Now I’m a mom with an understanding that my children are not nearly as jaded as I am and it’s up to us as parents to provide them with a special day that they’ll hopefully remember fondly. Instead of joy and love, I feel a sense of fear and dread that I’m not going to do enough. That they are going to feel some dramatic sense of disappointment when they open their gifts and the holiday is basically over after 15 minutes because I don’t know what to actually DO with the day.
Then add on top of all that how trite basic platitudes feel to me. Happy Birthday, Merry Christmas. Those are autopilot well wishes with no individualized meaning to the person you’re speaking to, so it annoys me to say and hear those things. I’m the person who has to at least attempt to be clever when signing the office birthday card because otherwise the whole practice is bizarrely impersonal, yet we are forced to do it anyway. In this country, you have to send out some sort of expression of holiday cheer within 24ish hours of Christmas since that’s the primary acknowledged holiday. Even if you say the all inclusive “happy holidays”, everybody knows that you’re saying it because it’s Christmas and they can see thru your little charade of inclusiveness. And since I don’t know all of the holidays, and don’t have the time or interest to say happy merry whatever day it is today, and I genuinely don’t want to exclude anybody…
So yes.

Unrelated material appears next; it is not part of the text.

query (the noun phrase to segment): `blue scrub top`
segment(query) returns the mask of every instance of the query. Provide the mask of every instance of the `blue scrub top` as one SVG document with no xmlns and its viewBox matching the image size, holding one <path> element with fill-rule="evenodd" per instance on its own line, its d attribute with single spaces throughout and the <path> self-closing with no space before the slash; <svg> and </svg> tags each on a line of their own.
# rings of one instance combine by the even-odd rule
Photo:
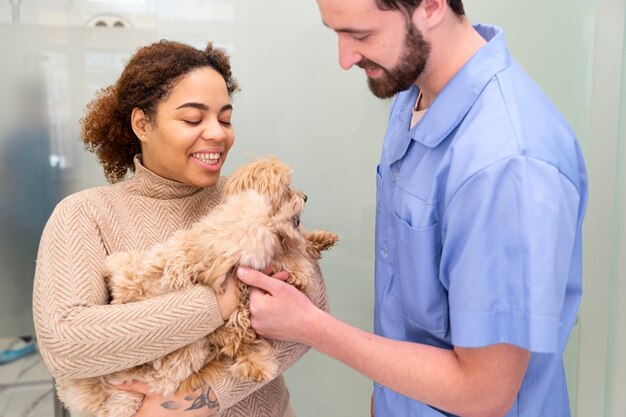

I tend to go radio silent around the holidays. It’s not on purpose. It’s not because I’m depressed and need someone to send a wellness check to my door. I’m just agitated the entire month of December, impatiently waiting for the world to get back to normal, and doing my best not to ruin the season for everybody else.
Y’all cool if I just end this post here? Or do I need to turn it around and do a cheery send off? In the spirit of honoring who I truly am rather than what social convention asks of me……
I can relate to wanting this month to just be over already. It’s been a mentally draining and physically exhausting time and I just want normal again. You’re not alone in that feeling.
I identify fully with all of what you said so well. Thanks for this.